This country is losing the war on drugs, according to Nick Clegg. The Deputy Prime Minister told the BBC’s Free Speech programme that he was frustrated that his Coalition partners were not prepared to be more imaginative on the issue, given clamour from other quarters for a new direction:
‘I don’t think we’re winning the drugs war; I think we keep banging our head against the wall and in fact I find it very frustrating that my Conservative coalition partners are not prepared to look more openly, imaginatively. You’ve got very senior police officers now coming out saying that the war on drugs is failing, that we should treat drug addiction as much as a health issue as a criminal justice one.’
But that assumes that there is war on drugs that is being fought at all. A year ago Peter Hitchens argued in The Spectator that this was a myth:
This country pretends to have stern anti-drug laws, and some people (notably the otherwise astute Sir Simon Jenkins) take this claim at face value. But it does not take much study to find that cannabis is at least as decriminalised in this country as it is Amsterdam. We just don’t advertise our laxity, partly because older voters are not ready for the truth, partly because we are bound by international treaties to maintain at least the semblance of a law against it.

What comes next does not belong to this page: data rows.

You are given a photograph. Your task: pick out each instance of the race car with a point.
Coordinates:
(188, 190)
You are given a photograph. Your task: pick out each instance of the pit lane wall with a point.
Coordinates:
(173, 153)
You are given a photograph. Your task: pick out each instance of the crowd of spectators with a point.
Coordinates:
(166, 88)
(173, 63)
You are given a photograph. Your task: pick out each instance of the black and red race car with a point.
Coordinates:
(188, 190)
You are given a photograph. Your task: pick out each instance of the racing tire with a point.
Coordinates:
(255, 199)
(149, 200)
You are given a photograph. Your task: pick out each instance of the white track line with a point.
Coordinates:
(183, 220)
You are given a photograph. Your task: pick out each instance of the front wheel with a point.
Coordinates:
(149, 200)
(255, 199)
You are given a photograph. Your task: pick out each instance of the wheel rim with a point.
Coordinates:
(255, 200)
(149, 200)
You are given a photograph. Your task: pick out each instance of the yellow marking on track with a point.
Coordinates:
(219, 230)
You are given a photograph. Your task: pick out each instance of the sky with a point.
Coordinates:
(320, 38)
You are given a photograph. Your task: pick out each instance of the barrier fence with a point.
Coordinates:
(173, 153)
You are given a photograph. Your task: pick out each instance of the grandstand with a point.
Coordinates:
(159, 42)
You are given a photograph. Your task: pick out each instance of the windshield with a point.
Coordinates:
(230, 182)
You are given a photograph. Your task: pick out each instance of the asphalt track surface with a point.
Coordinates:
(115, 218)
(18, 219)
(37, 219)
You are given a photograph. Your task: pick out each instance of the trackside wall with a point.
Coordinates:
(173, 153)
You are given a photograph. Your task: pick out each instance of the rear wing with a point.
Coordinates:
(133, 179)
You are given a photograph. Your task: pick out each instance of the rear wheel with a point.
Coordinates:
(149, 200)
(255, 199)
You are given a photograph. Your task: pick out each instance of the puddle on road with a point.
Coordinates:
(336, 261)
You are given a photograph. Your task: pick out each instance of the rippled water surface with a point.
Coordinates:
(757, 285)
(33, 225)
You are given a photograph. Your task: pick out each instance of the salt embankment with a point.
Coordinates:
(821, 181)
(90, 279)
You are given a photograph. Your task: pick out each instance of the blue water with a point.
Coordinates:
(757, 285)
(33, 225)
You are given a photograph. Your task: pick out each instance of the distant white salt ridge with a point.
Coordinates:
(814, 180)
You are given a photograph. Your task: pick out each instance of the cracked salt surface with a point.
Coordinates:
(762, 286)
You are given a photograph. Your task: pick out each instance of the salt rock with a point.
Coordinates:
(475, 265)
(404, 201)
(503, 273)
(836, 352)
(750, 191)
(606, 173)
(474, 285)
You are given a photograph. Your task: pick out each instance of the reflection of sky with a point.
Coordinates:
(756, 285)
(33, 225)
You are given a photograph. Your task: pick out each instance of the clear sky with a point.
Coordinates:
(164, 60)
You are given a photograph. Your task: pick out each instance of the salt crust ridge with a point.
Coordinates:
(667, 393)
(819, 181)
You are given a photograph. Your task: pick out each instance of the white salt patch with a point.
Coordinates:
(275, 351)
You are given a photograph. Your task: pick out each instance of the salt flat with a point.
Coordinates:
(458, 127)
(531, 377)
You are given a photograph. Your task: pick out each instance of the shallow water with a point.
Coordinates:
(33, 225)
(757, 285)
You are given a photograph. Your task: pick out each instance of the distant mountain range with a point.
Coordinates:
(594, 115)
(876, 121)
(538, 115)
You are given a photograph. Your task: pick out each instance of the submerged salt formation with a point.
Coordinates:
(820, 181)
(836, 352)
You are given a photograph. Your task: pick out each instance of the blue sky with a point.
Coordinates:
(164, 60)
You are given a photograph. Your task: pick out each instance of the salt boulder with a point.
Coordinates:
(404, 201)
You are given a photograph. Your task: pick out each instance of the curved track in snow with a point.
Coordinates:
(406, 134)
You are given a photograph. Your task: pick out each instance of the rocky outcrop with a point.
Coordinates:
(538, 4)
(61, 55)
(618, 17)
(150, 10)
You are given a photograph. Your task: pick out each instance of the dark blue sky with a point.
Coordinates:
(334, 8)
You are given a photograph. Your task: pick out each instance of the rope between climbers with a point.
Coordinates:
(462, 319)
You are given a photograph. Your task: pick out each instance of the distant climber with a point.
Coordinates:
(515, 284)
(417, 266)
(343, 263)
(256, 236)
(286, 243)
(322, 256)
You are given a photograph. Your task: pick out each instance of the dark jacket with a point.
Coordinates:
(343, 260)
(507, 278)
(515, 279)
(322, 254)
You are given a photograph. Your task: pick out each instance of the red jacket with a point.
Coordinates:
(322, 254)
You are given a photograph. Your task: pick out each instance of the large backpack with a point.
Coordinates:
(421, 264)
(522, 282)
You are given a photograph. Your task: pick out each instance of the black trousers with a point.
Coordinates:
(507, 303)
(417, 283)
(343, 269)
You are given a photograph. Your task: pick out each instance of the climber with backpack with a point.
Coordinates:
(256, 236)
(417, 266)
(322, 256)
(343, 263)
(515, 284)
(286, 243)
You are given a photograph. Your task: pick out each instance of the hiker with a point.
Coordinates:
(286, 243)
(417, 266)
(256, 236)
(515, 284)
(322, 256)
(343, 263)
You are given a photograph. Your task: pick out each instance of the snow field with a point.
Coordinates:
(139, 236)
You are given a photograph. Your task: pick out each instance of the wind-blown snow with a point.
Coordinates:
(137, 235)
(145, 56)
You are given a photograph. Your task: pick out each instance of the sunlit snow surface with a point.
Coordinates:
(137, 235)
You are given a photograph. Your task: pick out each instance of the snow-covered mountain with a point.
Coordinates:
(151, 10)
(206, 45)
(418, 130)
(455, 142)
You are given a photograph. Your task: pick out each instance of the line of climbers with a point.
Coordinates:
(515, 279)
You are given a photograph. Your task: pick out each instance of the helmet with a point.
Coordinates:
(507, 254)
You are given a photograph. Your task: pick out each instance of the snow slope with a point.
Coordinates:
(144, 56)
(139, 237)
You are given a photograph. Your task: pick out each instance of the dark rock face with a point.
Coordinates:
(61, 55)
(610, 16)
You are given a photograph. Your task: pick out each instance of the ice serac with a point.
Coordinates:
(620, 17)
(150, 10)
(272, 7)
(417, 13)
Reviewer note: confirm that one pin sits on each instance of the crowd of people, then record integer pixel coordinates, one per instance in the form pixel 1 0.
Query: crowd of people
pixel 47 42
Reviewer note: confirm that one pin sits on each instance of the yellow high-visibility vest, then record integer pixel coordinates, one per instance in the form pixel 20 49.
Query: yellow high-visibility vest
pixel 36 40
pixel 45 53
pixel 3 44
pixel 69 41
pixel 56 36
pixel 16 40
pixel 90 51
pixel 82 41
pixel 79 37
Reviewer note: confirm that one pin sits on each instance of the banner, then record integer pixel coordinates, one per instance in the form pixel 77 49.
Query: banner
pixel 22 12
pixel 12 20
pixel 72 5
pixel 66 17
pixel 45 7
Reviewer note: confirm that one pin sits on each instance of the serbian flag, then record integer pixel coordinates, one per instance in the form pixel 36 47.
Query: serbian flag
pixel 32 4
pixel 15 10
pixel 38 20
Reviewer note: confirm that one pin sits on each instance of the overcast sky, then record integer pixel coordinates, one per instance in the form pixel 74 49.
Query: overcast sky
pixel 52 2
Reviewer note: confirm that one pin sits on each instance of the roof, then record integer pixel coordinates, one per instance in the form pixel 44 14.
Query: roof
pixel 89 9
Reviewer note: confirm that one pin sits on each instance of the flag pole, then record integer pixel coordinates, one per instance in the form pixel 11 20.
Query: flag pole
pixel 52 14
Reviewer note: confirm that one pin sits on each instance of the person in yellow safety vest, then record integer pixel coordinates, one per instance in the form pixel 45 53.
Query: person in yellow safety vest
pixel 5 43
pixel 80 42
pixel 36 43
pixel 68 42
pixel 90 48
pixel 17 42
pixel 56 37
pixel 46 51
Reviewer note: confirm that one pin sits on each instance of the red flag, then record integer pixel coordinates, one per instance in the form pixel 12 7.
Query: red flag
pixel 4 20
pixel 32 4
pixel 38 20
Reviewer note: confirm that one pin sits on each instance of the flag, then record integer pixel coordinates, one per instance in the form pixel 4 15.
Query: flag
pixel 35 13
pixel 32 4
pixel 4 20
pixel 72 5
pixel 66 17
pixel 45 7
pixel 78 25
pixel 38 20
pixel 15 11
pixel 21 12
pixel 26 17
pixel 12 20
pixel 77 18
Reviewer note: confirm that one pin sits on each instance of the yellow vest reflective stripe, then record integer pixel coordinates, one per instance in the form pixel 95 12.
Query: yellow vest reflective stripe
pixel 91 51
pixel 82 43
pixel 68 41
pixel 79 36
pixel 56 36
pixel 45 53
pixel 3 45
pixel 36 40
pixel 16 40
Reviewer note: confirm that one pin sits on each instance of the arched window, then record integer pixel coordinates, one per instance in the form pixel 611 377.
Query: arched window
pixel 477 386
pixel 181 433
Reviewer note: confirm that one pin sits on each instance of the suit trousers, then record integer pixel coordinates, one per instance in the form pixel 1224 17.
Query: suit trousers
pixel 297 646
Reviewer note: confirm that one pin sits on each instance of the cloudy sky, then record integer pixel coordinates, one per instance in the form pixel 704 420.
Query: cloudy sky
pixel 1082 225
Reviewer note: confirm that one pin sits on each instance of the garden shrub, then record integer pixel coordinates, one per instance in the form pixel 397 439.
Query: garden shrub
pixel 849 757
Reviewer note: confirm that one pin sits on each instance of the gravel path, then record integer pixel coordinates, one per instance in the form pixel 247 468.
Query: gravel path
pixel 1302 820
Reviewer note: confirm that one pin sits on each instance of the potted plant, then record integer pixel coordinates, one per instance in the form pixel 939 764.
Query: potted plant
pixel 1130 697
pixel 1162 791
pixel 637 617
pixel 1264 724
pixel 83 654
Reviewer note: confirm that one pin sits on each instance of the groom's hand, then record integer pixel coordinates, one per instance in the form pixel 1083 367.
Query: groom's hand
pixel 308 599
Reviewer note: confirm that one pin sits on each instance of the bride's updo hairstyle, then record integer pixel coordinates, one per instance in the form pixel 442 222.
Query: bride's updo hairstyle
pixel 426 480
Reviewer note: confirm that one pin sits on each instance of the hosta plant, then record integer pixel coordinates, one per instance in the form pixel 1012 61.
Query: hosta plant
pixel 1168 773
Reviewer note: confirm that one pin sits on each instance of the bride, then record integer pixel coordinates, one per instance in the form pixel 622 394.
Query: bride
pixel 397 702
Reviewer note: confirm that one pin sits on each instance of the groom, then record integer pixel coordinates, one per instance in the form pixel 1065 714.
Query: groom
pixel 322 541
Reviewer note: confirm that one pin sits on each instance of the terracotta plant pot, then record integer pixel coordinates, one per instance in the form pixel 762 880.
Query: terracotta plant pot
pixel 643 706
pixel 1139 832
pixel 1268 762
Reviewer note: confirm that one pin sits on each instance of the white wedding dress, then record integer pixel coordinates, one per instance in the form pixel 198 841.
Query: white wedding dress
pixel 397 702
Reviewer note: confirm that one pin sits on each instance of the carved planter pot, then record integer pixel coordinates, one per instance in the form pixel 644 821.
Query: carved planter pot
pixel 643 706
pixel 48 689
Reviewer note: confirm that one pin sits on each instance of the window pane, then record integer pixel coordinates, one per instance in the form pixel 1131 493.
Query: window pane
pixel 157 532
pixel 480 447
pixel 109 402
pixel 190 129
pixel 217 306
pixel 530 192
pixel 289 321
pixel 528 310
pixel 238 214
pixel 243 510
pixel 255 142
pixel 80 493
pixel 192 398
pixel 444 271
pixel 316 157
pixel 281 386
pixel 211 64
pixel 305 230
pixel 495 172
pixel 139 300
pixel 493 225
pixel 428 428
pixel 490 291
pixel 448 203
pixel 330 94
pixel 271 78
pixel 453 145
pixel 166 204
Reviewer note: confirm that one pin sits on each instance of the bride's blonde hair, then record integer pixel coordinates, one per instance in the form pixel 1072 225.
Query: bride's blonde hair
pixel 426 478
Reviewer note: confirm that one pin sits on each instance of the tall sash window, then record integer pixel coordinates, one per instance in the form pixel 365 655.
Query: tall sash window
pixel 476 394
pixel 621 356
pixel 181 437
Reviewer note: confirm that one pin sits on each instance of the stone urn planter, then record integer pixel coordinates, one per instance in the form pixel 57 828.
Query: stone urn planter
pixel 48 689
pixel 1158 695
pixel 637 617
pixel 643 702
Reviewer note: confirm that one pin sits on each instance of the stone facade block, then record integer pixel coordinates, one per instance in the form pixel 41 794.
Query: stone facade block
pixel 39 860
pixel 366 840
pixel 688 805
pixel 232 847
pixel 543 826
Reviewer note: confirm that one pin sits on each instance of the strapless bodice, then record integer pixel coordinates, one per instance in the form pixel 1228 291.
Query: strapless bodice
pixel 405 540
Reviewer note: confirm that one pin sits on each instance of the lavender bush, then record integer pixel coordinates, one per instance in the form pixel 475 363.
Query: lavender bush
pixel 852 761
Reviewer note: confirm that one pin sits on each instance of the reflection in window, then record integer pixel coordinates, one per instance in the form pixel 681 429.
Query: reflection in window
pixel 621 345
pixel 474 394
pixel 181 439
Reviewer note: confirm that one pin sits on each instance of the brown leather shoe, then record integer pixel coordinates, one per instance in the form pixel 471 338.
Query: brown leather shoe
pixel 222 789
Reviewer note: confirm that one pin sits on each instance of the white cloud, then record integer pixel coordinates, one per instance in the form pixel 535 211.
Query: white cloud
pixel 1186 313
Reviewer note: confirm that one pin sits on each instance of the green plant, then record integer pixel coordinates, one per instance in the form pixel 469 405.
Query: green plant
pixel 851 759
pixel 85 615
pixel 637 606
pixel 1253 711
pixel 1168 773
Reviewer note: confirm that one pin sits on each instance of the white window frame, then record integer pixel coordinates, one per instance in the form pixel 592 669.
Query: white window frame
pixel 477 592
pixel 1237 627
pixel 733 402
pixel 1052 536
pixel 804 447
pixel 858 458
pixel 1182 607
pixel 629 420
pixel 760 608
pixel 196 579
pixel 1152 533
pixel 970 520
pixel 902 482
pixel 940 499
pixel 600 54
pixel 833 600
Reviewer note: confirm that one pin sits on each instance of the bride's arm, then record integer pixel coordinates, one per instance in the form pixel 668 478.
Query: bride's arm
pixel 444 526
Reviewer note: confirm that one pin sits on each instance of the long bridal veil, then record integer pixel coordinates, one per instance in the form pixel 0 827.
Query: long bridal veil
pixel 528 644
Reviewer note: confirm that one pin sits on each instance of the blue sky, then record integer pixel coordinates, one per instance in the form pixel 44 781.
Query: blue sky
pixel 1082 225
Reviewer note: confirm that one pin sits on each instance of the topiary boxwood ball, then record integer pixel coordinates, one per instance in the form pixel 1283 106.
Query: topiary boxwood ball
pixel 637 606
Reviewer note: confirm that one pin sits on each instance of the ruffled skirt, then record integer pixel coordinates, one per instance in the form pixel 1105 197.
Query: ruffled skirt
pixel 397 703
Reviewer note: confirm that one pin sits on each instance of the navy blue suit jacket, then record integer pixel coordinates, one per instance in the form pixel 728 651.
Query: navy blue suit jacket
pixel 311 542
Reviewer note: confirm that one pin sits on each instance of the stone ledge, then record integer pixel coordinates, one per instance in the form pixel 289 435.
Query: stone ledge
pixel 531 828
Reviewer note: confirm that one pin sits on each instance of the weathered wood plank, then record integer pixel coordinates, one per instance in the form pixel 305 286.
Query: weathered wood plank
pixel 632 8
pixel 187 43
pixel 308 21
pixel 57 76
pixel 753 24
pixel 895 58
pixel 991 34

How is it that, in a country where drugs are supposedly illegal — where ‘evil dealers’ are endlessly denounced — that drugs are so common and that little or nothing happens to those who are caught in possession of them? How did the ‘cannabis warning’, a gesture without force or penalty, unsanctioned by Parliament, become the preferred response of the police to the crime of possession? How can Pete Doherty drop illegal drugs on the floor of a courthouse, be caught by a security guard and yet walk free from the building, if we are — as we are so often told — running a regime of stern prohibition?
The answer is that the official version of events is simply false. Since a momentous Cabinet meeting in February 1970, there has been no ‘war on drugs’ in this country, only the official pretence of one. I beg my fellow commentators, columnists and pundits: please do not take seriously any claims that our drug problems stem from zealous enforcement of cruel laws, or you might find me camping outside your front door in a woolly hat, denouncing you and proclaiming your sins on a bedsheet.